Frigid Freeze employed 35 people and had annual sales of $4 million when Logan took over in 1973. By the time the family sold it, in 1986, to Sara Lee Corp.'s PYA-Monarch division, it had 110 employees and sales of $35 million.
Logan said he is just as proud of how Frigid Freeze operated as he is of how much business it did. He said the first item listed in the company budget each year was "the fairest compensation we could deliver to employees. We built the rest of the budget to service that."
Alvin Peters, who worked at Frigid Freeze for 34 years and spent 15 of them as general manager, sharing an office with Logan, said the company was aggressive and, for a private company, one of the better ones to work for. Wages and benefits were highly competitive "to attract good people," he said.
After the sale to PYA-Monarch, Logan and Peters stayed on until 1988 to help the company's transition and increased annual sales by another $2 million, Peters said.
The sale of the company was "a window to jump through," Logan said. As he tells the Central American students, who he says have an "aversion to risk": There comes a time when you just have to follow your instincts.

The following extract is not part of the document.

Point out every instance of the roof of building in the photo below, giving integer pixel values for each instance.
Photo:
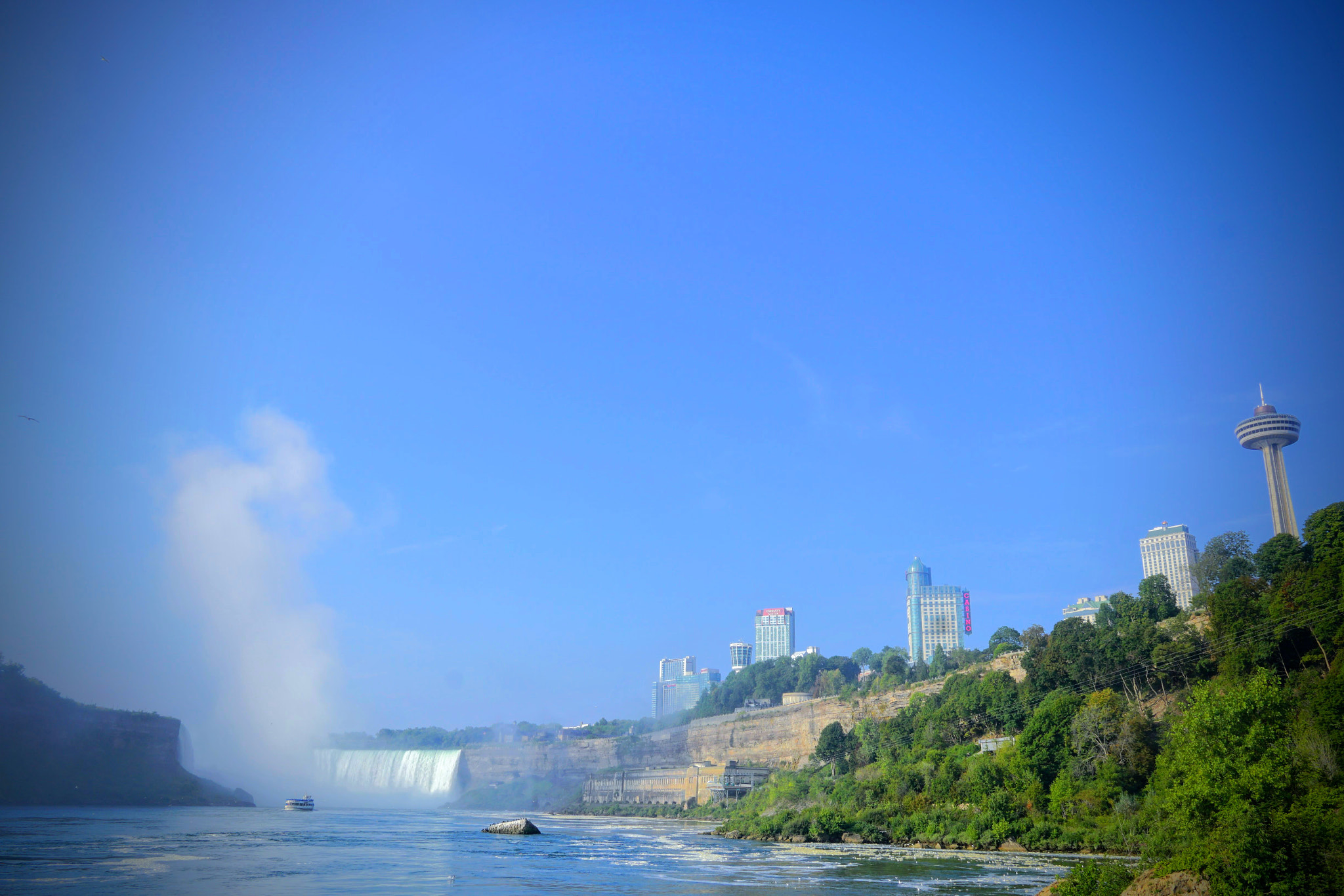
(1166, 529)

He didn't know what he wanted to do after selling Frigid Freeze. He thought about going back to UVa to study for a doctorate degree. But during a stay abroad (he and his wife, Harmon, a music therapist, took their son and went to The Hague in Holland for four months; they had friends there and used it as a base from which to tour) he decided he wasn't an academic.
"It's not rough and tumble enough for me," he said.
Harmon Logan says her husband "is not a cyclone whirling all the time. He can sit for hours and read and never move a muscle." However, she says, Logan gets energy "from people."
Peters, who came out of retirement to help Logan run the auto dealership, says Logan is "one of the finest people I know, but he can't take one company and be satisfied."
Logan says his strength is in taking someone else's concept and making it work. "I'm not good conceptually."
Not true, said Stephen Pond, who was a founder and president of Furniture/Today and now owns The Education Center, an education materials company in Greensboro, N.C. Pond said he'd never "characterize George as not being good at anything. He could convey the wholesomeness of the idea and the value of what we were doing."
Pond worked for Home Furnishings Daily in New York at the same time Logan was at Women's Wear Daily. Pond was 29 when he, Logan and Bill Peterson, who now lives at Smith Mountain Lake, started Communications Today Ltd. in High Point.
Pond said bankers would look at him and wonder "who's this kid?" But Logan, who was only 30 but looked older, could "make them believe."
Furniture/Today, although successful from the first issue, was not just a business but a mission, Pond said. "We weren't starting a newspaper for us," he said. "We were starting a paper because the furniture industry needed it."
Communications Today, parent of Furniture/Today and three other trade publications, was sold in the 1980s to Cahners Publishing, a division of Reed Publishing USA of Newton, Mass.
"If I look back on my first business, George added enormous credibility," Pond said. "George sort of being George ... he comes into a room and you feel like you're dealing with a person with a whole lot of integrity. There's something about George. I'm not sure what it is, but he's effective with other people. He's persuasive."